The implications of growing resource, environmental, and socio-economic stresses, and their interactions through an increasingly vulnerable civilization make a large-scale discontinuity, of collapse, more and more likely. That is, a rapid simplification of the complexity of our system with dramatically reduced capacity to use energy and other resources. We will experience it as a major disruption in the flow of money, goods, services, and resources upon which our societies have become dependent.

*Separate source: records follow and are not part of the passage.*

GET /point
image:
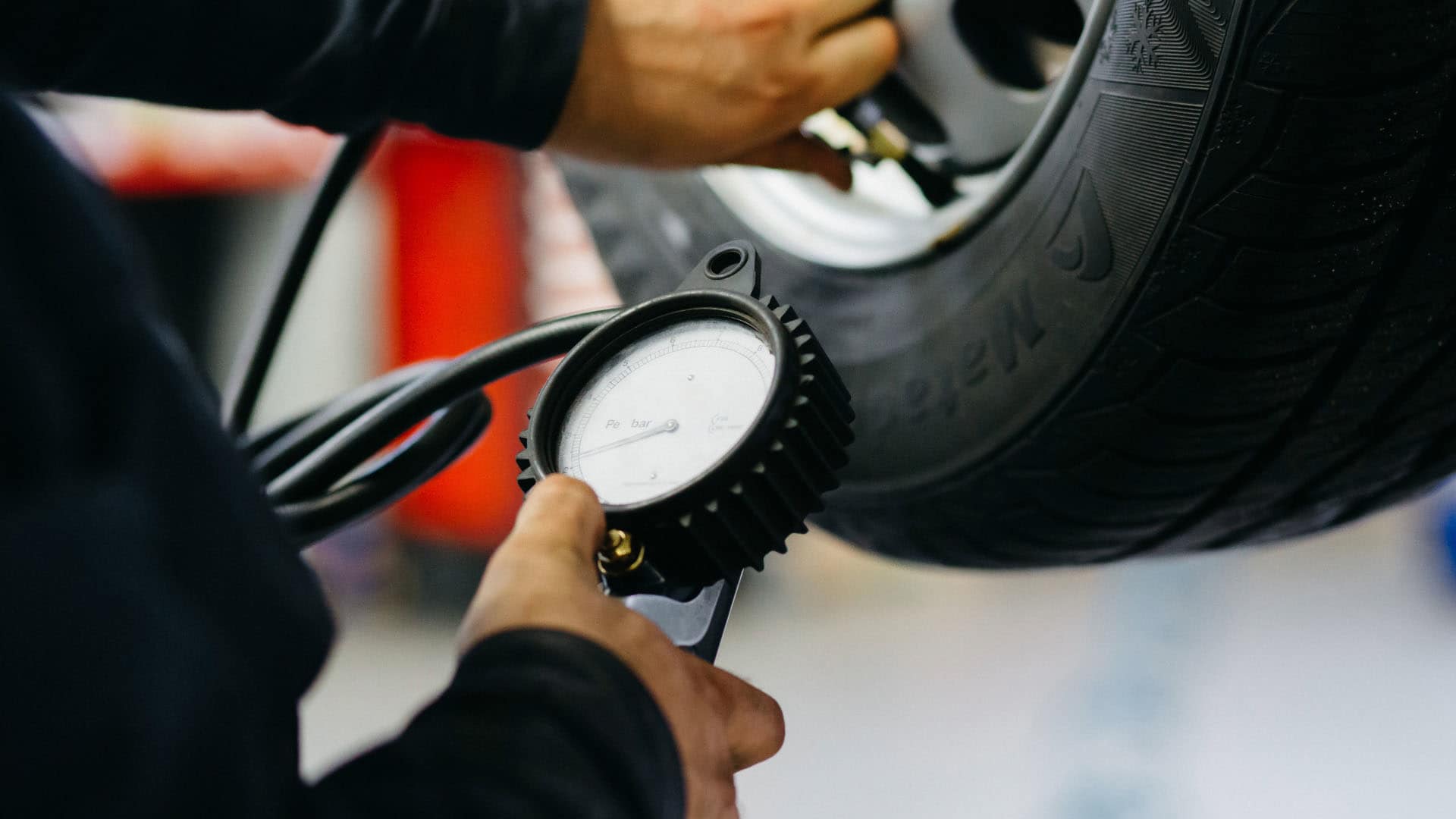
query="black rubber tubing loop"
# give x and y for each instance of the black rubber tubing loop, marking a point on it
(384, 422)
(392, 475)
(283, 447)
(328, 466)
(264, 334)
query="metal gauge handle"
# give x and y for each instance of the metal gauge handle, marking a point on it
(695, 626)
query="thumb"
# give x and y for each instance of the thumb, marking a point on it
(802, 153)
(561, 522)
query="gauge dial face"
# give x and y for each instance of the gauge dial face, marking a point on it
(664, 409)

Therefore, given our manifest inability to change course, we must learn instead to face impending collapse head on, understanding the socio-political environment as we near it and anticipating the major disruptions. We must urgently learn to think like risk managers. We have a declining window of opportunity to set aside false hopes, understand our predicament and begin contingency planning. Wise actions now could have an immense impact on human security in times of severe crisis, and provide us with a firmer sense of how to proceed wisely into the longer future. The most rational approach is to ‘brace for impact’—to install the airbags, train the crews that could inflate them, and to ensure that ambulances are fuelled up and waiting — providing ourselves with maximum life-support capacity during the perilous period of disruption and transition. Or, to use another metaphor: if we know that the ship is going down, then human survival depends not on its course or speed but the quantity and quality of its lifeboats. A design of these has to begin as soon as possible at international, national and local levels, even though those recognizing the need for them are astonishingly few right now.”